PASADENA, Calif. – A federal appeals court revived on Friday a New York woman's lawsuit against a Southern California museum to return two 16th century paintings seized by Nazis during World War II.
The 9th Circuit Court of Appeals ruled 2-to-1 to reverse a lower court's decision in 2012 to dismiss Marei Von Saher's claims that the paintings belonged to her late father-in-law, a Dutch Jewish art dealer who was forced to give them up during the Holocaust.
U.S. District Judge John Walter had initially ruled that Von Saher's claims against the Norton Simon Museum in Pasadena were untimely and the remedies she sought in her lawsuit against the institution conflicted with United States foreign policy on the restitution of Nazi-looted art.

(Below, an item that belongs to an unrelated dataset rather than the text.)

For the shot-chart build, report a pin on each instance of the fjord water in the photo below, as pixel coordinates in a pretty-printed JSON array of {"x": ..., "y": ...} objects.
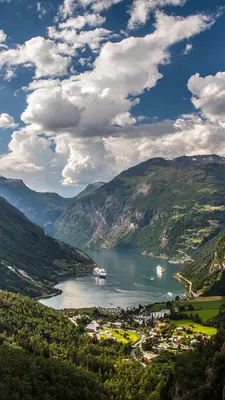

The three-judge panel ruled that Von Saher's claims did not conflict with the policy, called "external restitution," that allows various countries to determine for themselves who rightfully owned art that was recovered from Nazi possession during and after the war. The ruling said that because the Netherlands ended up selling the paintings to a buyer, who later sold them to museum founder Norton Simon in 1971, "the dispute was one between private parties."
The paintings date from approximately 1530 and were appraised at $24 million in 2006. Both paintings are life-size panels painted by the German Renaissance artist, Lucas Cranach the Elder. They feature Adam and Eve, and they might have been the inspiration for the title sequence of the TV series "Desperate Housewives."
The paintings were initially found by a group of Allied Forces experts known as the Monuments Men, who sought to retrieve artistic masterpieces from Nazi possession near the end of World War II.
"Now that they've realized that it doesn't interfere with U.S. foreign policy, she can get her property back that was stolen from her," Von Saher's attorney Lawrence Kaye said.
The Norton Simon Art Foundation said in a statement that it "remains confident that it holds complete and proper title to Adam and Eve."